Die Pflanzenflüstererin
Dass Pflanzen und Insekten – sowie die Pflanzen untereinander – auf vielfältige Weise miteinander kommunizieren, beschäftigt die Basler Biologin Florianne Koechlin schon lange, und sie hat dazu eine ganze Reihe von Büchern veröffentlicht. Pflanzen sind für sie mehr als blosse Objekte zum Gebrauch. Sie sind als vernetzte Subjekte eingebettet in ein reiches Beziehungsgeflecht, das auch uns Menschen umfasst. Dadurch stellt sich auch die Frage nach unserer Verantwortung ihnen gegenüber neu. Pflanzen sind biologisch betrachtet unsere Vorfahren, genau wie die Tiere, sagt Koechlin. Sie führen ein aktives Sozialleben, sie warnen sich gegenseitig mit Duftstoffen, locken gezielt Nützlinge an, koordinieren oft sogar ihr Verhalten.

Das Öko-Künstlerpaar
Das Künstlerpaar Gerda Steiner und Jörg Lenzlinger wiederum legt ganz praktisch Hand an in seinem grossen Garten, wo es wunderlich wuchernde Wurzelwerke blosslegt. Auch nachts sind sie im Garten aktiv, weil da alles nochmals ganz anders riecht und summt und kreucht und fleucht. Ihr vielfältiges Kunstschaffen dreht sich um Natur und Künstlichkeit, um Fruchtbarkeit, Werden und Vergehen. Und um ungewöhnliche Schönheit. Aber sie misstrauen zutiefst jeder ökonomischen Verwertungslogik. Ihre Kunstwerke sind oft zauberhaft filigrane, raumfüllende Installationen, in denen sich Natürliches und Künstliches liebevoll anarchisch paart.

Was diese drei unterschiedlichen Perspektiven im Innersten verbindet, ist neben dem Fokus auf die Pflanze das leidenschaftliche Beobachten der Natur. Dieser Hunger, mehr und tiefer zu verstehen, was in diesen komplexen Systemen wirklich abläuft, wie alles mit allem zusammenhängt. Dabei bringt Florianne Koechlin auch die politische Dimension mit ins Spiel. Die letzten zehn Jahre, sagt sie, seien ein verlorenes Jahrzehnt gewesen. Die Dinge liefen in die falsche Richtung: Noch schwerere Maschinen, die die Böden zerstören, noch mehr Monokulturen, die das ganze Ökosystem verdorren lassen.

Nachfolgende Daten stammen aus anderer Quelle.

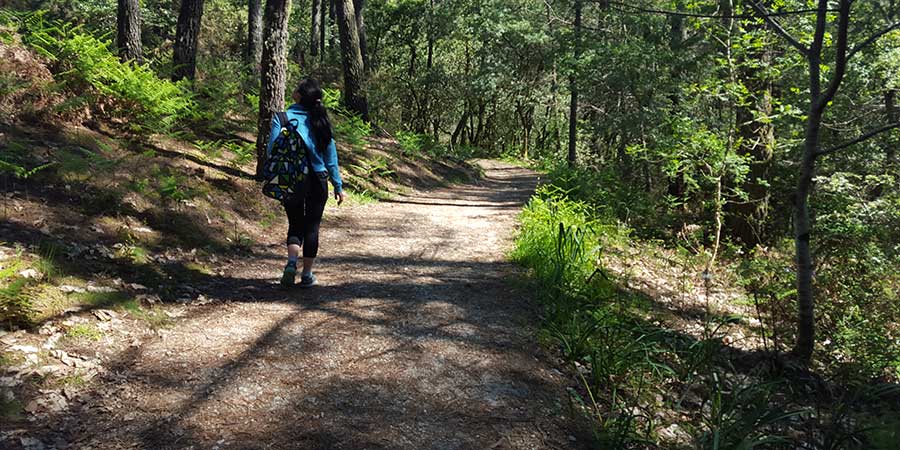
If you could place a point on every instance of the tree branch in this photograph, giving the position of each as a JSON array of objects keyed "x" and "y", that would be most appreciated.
[
  {"x": 766, "y": 16},
  {"x": 669, "y": 12},
  {"x": 841, "y": 54},
  {"x": 861, "y": 138},
  {"x": 871, "y": 40}
]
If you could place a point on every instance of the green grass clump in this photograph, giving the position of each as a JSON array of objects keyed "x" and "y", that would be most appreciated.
[
  {"x": 11, "y": 409},
  {"x": 86, "y": 64},
  {"x": 84, "y": 331}
]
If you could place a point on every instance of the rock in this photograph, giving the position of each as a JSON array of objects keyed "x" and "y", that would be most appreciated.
[
  {"x": 99, "y": 289},
  {"x": 69, "y": 289},
  {"x": 30, "y": 274},
  {"x": 32, "y": 406},
  {"x": 24, "y": 348},
  {"x": 30, "y": 443},
  {"x": 104, "y": 314}
]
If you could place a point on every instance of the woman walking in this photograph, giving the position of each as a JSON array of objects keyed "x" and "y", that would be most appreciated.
[{"x": 305, "y": 207}]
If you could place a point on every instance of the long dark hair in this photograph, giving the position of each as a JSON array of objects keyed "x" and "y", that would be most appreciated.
[{"x": 310, "y": 94}]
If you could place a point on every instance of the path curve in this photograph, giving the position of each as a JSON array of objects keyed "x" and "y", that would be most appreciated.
[{"x": 415, "y": 339}]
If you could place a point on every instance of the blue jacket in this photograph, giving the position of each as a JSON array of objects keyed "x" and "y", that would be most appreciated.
[{"x": 320, "y": 161}]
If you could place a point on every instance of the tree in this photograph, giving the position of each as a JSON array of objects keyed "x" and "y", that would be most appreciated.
[
  {"x": 351, "y": 58},
  {"x": 573, "y": 87},
  {"x": 273, "y": 73},
  {"x": 128, "y": 27},
  {"x": 819, "y": 100},
  {"x": 315, "y": 28},
  {"x": 254, "y": 34},
  {"x": 187, "y": 36},
  {"x": 358, "y": 7}
]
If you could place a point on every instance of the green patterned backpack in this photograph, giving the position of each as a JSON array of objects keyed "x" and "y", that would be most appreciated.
[{"x": 285, "y": 162}]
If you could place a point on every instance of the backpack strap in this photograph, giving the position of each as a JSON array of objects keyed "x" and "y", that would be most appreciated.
[{"x": 283, "y": 119}]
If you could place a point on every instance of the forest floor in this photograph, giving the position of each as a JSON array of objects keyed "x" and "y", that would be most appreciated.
[{"x": 415, "y": 338}]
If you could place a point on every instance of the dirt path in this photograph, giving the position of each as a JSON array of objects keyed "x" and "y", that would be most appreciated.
[{"x": 414, "y": 340}]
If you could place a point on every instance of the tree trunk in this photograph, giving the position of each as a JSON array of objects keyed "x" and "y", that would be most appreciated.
[
  {"x": 358, "y": 7},
  {"x": 893, "y": 113},
  {"x": 323, "y": 20},
  {"x": 573, "y": 87},
  {"x": 254, "y": 34},
  {"x": 351, "y": 58},
  {"x": 187, "y": 35},
  {"x": 128, "y": 26},
  {"x": 802, "y": 230},
  {"x": 273, "y": 65},
  {"x": 314, "y": 29},
  {"x": 802, "y": 216},
  {"x": 332, "y": 43},
  {"x": 747, "y": 220}
]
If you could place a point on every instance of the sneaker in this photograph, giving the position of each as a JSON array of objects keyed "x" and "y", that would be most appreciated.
[
  {"x": 307, "y": 280},
  {"x": 289, "y": 276}
]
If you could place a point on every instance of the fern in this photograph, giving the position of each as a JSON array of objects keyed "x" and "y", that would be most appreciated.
[{"x": 85, "y": 64}]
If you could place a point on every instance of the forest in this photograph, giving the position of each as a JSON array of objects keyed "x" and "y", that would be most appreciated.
[{"x": 714, "y": 243}]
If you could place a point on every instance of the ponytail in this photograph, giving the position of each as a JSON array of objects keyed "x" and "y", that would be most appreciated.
[{"x": 311, "y": 99}]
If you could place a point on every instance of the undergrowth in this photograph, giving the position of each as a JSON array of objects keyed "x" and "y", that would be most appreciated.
[
  {"x": 85, "y": 66},
  {"x": 641, "y": 385}
]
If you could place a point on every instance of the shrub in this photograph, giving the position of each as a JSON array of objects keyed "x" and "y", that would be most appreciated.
[{"x": 84, "y": 64}]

Und doch geht man erstaunlich positiv gestimmt aus diesem Film. Weil er die Schönheit feiert. Weil er neugierig macht. Weil er ganz genau hinschaut, wo wir noch so unendlich viel nicht wissen.
Film ist Teamwork. Zwanzig Beteiligte, von Regie und Kamera über Schnitt und Sound bis hin zur Produktion, stellen sich nach der Projektion in Locarno der Diskussion mit dem Publikum. Und gut 80 Prozent bleiben dafür gebannt sitzen. Diese Neugier des Publikums ist auch eine der zentralen Qualitäten dieses Festivals.
Dieser Film gehört in jede Bibliothek, in jede Schule, in jedes Kino. Weil er so gar nicht belehrend ist. Sondern verschiedene Sicht- und Herangehensweisen nebeneinander bestehen lässt. Denn alle wissen: Wir wissen noch viel zu wenig über dieses komplexe und hochspannende Zusammenspiel von Mensch und Natur.
Im kommenden Frühjahr kommt der Film, wie der Verleih mitteilt, in die Schweizer Kinos.